The problem: I cannot remove a lower order parameter (e.g., a main effects parameter) in a model as long as the higher order parameters (i.e., interactions) rem
Here's a sort of answer; there is no way that I know of to formulate this model directly by the formula ...
Construct data as above:
d <- data.frame(A = rep(c("a1", "a2"), each = 50),
B = c("b1", "b2"), value = rnorm(100))
options(contrasts=c('contr.sum','contr.poly'))
Confirm original finding that just subtracting the factor from the formula doesn't work:
m1 <- lm(value ~ A * B, data = d)
coef(m1)
## (Intercept) A1 B1 A1:B1
## -0.23766309 0.04651298 -0.13019317 -0.06421580
m2 <- update(m1, .~. - A)
coef(m2)
## (Intercept) B1 Bb1:A1 Bb2:A1
## -0.23766309 -0.13019317 -0.01770282 0.11072877
Formulate the new model matrix:
X0 <- model.matrix(m1)
## drop Intercept column *and* A from model matrix
X1 <- X0[,!colnames(X0) %in% "A1"]
lm.fit
allows direct specification of the model matrix:
m3 <- lm.fit(x=X1,y=d$value)
coef(m3)
## (Intercept) B1 A1:B1
## -0.2376631 -0.1301932 -0.0642158
This method only works for a few special cases that allow the model matrix to be specified explicitly (e.g. lm.fit
, glm.fit
).
More generally:
## need to drop intercept column (or use -1 in the formula)
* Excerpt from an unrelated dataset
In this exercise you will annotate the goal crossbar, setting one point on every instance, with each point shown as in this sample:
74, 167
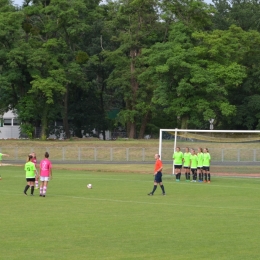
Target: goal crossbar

X1 <- X1[,!colnames(X1) %in% "(Intercept)"]
## : will confuse things -- substitute something inert
colnames(X1) <- gsub(":","_int_",colnames(X1))
newf <- reformulate(colnames(X1),response="value")
m4 <- lm(newf,data=data.frame(value=d$value,X1))
coef(m4)
## (Intercept) B1 A1_int_B1
## -0.2376631 -0.1301932 -0.0642158
This approach has the disadvantage that it won't recognize multiple input variables as stemming from the same predictor (i.e., multiple factor levels from a more-than-2-level factor).